Illustration

Onufrii Biziukov

Onufrii Biziukov (June 24, 1897 – March 15, 1986) was a Ukrainian painter, landscape artist, representative of lyrical modernism and a successor of the Boichukist movement. He was a member of the Association of Revolutionary Art of Ukraine (ARAU) from 1929 to 1932. Biziukov studied art at the Myrhorod School of Arts and Crafts, and continued his education at the Kyiv Art Institute (1923–1930) in Mykhailo Boichuk’s class (Department of Monumental Painting). He participated in creation of monumental murals at the Kyiv Art Institute (1924) and the All-Ukrainian Museum Town at the Kyiv-Pechersk Lavra (1926).

  • In 1935, Biziukov was repressed as a follower of the “reactionary Boichukist school” and sentenced to three years in labor camps. Following his arrest, his works were seized and placed in the Special Fund of the National Art Museum of Ukraine (1937–1939), which was formed to remove “formalists” and “nationalists” from the museum’s collections. Released in 1939, he moved to Kuibyshev, and returned to Kyiv after World War II.

    Biziukov worked in the genres of landscape, still life, and portraiture. His art combined Boichukist principles with lyrical modernism, Impressionism, and post-Cubism, emphasizing color, line rhythm, and decorative-compositional structure. Notable early works include On the Steamboat by the Boiler, The Harmonist, and Red Army Soldier with Horse (1920s–1930s); Sawyers in the Forest (1931). Postwar works include Old Kyiv (1947), Dnipro Fishermen (1951), Surf (1953), Spring.

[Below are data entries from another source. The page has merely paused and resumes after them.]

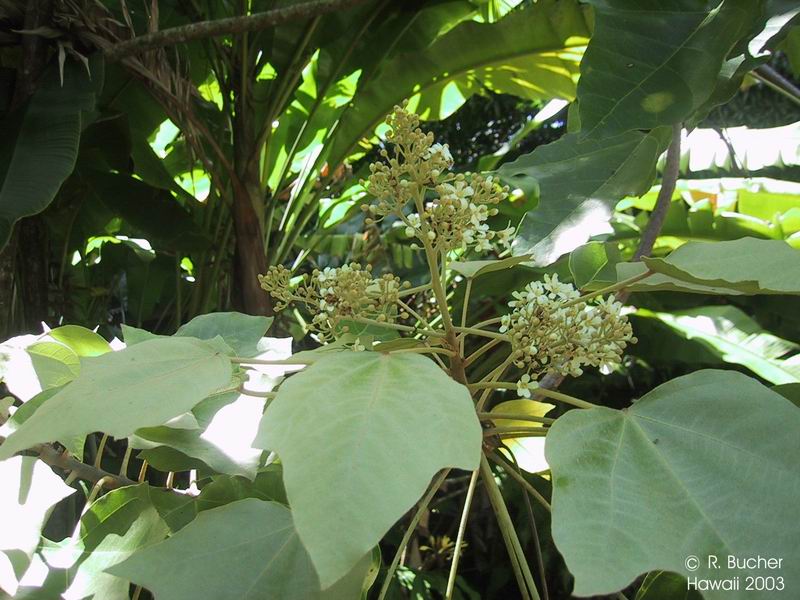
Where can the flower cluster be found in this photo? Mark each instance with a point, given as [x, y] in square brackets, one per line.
[336, 294]
[552, 331]
[454, 216]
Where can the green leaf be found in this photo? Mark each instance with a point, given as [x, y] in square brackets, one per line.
[83, 342]
[580, 183]
[474, 268]
[39, 144]
[587, 261]
[134, 335]
[663, 585]
[74, 444]
[735, 338]
[55, 364]
[241, 332]
[467, 54]
[650, 64]
[256, 555]
[28, 494]
[360, 435]
[669, 478]
[111, 530]
[748, 265]
[528, 451]
[224, 445]
[141, 386]
[790, 391]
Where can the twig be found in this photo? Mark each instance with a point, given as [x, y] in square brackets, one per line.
[462, 527]
[668, 180]
[422, 507]
[770, 77]
[521, 480]
[62, 460]
[231, 25]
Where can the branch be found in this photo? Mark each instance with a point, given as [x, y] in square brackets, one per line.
[241, 24]
[62, 460]
[771, 78]
[668, 181]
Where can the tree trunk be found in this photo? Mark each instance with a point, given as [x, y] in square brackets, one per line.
[250, 259]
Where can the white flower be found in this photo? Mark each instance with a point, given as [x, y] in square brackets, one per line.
[525, 385]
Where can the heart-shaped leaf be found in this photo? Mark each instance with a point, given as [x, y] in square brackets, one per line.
[360, 434]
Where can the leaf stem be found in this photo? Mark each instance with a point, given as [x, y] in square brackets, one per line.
[421, 508]
[484, 416]
[399, 327]
[462, 527]
[480, 351]
[526, 584]
[540, 391]
[483, 333]
[532, 431]
[609, 289]
[521, 480]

Rzhyshchiv (1963), Dnipro Cliffs (1964), On the Kyiv Hills (1966), and Orange Jug (1967), executed in Impressionist and Post-Cubist styles with experimental color structures and compositional forms.

    Biziukov participated in All-Ukrainian and USSR-wide exhibitions from the 1920s, and in international exhibitions after World War II. Solo exhibitions of his work in Kyiv were organized in 1959, 1971, and 1985. His works were also featured in retrospectives dedicated to the Boichukist movement in Kyiv in the 1980s and later.

    His works are held in the National Art Museum of Ukraine, the Mykolaiv Regional Art Museum named after Vereshchagin, the Kharkiv Art Museum, and private collections.

    Onufrii Biziukov remains a remarkable figure in the Ukrainian monumental-decorative tradition of the 20th century, representing the “second wave” of Boichukism, combining the principles of Mykhailo Boichuk’s school with modern painting trends, while maintaining artistic integrity despite political repression.